More importantly, the word
taqiyya does not mean what these demagogues say it does. And you don't have to go too far searching for its meaning but just look up something like Encyclopedia of Islam published by Oxford or Britannica Encyclopedia to find out that
taqiyya basically means hiding your true faith when revealing it puts you and/or your relatives in mortal danger. And it is a permission rather than a command. Shia Muslims often practiced it when they lived under oppressive Sunni Muslim states. Both Muslims and Jews practiced it in Spain after Reconquista, publicly "converting" to Christianity to save their lives, while continuing to be Muslims and Jews in private.
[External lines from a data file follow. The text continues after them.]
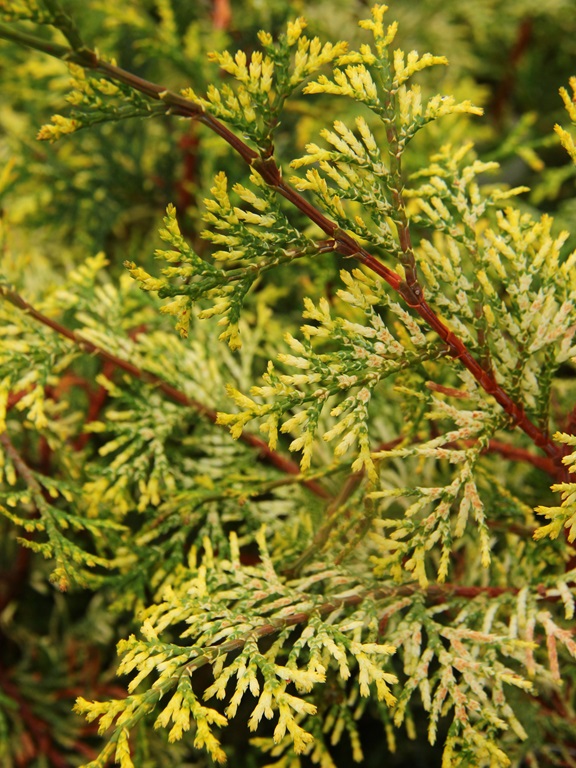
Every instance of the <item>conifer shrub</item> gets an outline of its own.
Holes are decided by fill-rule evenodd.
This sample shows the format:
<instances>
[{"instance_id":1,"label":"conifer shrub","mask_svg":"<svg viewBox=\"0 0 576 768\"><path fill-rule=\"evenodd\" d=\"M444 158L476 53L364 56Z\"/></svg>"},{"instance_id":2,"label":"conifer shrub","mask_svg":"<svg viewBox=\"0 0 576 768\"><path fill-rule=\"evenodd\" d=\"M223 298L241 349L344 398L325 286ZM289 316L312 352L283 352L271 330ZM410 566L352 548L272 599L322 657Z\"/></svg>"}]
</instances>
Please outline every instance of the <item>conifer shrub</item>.
<instances>
[{"instance_id":1,"label":"conifer shrub","mask_svg":"<svg viewBox=\"0 0 576 768\"><path fill-rule=\"evenodd\" d=\"M576 77L334 7L0 3L3 765L576 764Z\"/></svg>"}]
</instances>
I am sure even in such relatively liberal societies such as the United States, atheists may hide their atheism, pretending to be Christians, to hold high public offices because revealing their atheism can jeopardize their career promotion--which is much lesser a problem than mortal danger to your life.
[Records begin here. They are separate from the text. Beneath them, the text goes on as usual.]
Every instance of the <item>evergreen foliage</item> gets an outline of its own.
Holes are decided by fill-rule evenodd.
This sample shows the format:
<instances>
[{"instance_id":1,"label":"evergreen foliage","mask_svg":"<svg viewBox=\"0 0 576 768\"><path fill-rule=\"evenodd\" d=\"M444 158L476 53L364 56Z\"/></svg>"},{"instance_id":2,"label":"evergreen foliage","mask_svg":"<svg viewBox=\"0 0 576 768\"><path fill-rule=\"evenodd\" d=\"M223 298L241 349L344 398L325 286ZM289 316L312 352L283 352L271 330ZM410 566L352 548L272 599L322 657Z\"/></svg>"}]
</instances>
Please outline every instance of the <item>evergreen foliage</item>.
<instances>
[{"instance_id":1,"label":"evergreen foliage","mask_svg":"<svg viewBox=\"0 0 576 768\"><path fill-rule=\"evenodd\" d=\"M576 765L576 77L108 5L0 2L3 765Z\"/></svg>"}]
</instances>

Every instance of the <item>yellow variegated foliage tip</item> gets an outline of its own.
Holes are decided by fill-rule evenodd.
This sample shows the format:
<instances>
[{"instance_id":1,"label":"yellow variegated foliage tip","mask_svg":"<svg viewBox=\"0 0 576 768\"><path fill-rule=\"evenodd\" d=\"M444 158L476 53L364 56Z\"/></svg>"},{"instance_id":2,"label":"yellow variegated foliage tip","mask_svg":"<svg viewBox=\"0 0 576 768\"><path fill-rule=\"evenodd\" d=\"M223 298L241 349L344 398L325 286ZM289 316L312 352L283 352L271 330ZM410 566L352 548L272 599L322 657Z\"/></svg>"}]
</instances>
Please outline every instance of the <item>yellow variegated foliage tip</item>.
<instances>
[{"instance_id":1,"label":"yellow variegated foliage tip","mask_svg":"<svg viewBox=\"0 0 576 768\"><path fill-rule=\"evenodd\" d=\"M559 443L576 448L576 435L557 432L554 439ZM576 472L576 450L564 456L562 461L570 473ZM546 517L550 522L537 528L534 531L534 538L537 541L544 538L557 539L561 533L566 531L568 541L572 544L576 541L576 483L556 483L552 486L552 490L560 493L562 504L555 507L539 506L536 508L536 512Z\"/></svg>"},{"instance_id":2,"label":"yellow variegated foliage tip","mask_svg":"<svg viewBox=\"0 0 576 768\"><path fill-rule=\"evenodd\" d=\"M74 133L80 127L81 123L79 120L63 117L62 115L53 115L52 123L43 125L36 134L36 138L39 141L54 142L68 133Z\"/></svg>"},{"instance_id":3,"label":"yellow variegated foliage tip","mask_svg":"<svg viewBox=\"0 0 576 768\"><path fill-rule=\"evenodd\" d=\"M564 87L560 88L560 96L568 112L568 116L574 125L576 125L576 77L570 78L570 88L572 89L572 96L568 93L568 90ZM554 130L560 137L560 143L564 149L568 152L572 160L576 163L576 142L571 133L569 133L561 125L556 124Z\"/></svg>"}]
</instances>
But I keep encountering this nauseating charge "you are practicing
taqiyya" by people who ironically have absolutely no compunction about lying, suggesting that there is this Islamic doctrine that gives Muslims blanket authorization, and even encouragement, to lie to and deceive non-Muslims as they see fit.
Just think about the implications of this. Basically, if I tell that I am a blood-thirsty lunatic, ironically my words are taken for granted (am I not a liar from their perspective?). If, however, I say that I am just an ordinary human being and want to have a peaceful life, I must be lying, i.e. practicing
taqiyya, to deceive my non-Muslim interlocutor, adding further credence to their belief that I am irredeemably evil. Can there be a worse case of blanket dehumanization? And how can you entertain a rational discussion with folks who distrusts you with such hateful convictions?
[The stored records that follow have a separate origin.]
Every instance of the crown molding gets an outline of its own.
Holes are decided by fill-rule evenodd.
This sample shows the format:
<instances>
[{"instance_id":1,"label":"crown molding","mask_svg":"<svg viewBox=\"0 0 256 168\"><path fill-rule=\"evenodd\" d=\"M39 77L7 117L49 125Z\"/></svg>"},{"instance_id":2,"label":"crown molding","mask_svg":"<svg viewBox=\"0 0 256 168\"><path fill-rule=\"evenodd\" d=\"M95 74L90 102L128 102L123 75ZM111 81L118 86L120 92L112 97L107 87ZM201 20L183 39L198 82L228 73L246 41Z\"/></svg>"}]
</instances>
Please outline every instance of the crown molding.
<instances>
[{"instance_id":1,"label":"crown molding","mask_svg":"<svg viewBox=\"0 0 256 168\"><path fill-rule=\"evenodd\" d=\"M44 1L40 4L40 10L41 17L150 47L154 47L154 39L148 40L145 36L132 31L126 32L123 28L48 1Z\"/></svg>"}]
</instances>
My pet peeve is that across North America and Western Europe, there are thousands of scholars (professors and graduate students) enrolled in Islamic Studies programs who regularly produce excellent work. These scholars learn classical Arabic and Persian, dead Middle Eastern languages, study the Qur'an exegesis, Hadith compilation, Islamic jurisprudence, History, and many other branches of Islamic knowledge, and do so with sincere honesty and objectivity. But these people are virtually absent in public domain, which is dominated by folks like Bill Maher or Sam Harris from the liberal camp, or Fox News, now Trump, and certain Evangelical Christian polemicists (I emphasize, certain) from the right, neither of the camp having a fraction of qualifications real scholars in academic institutions possess.
Anyway, Moonbeam, I am glad there are folks like you around. Enjoyed talking to you.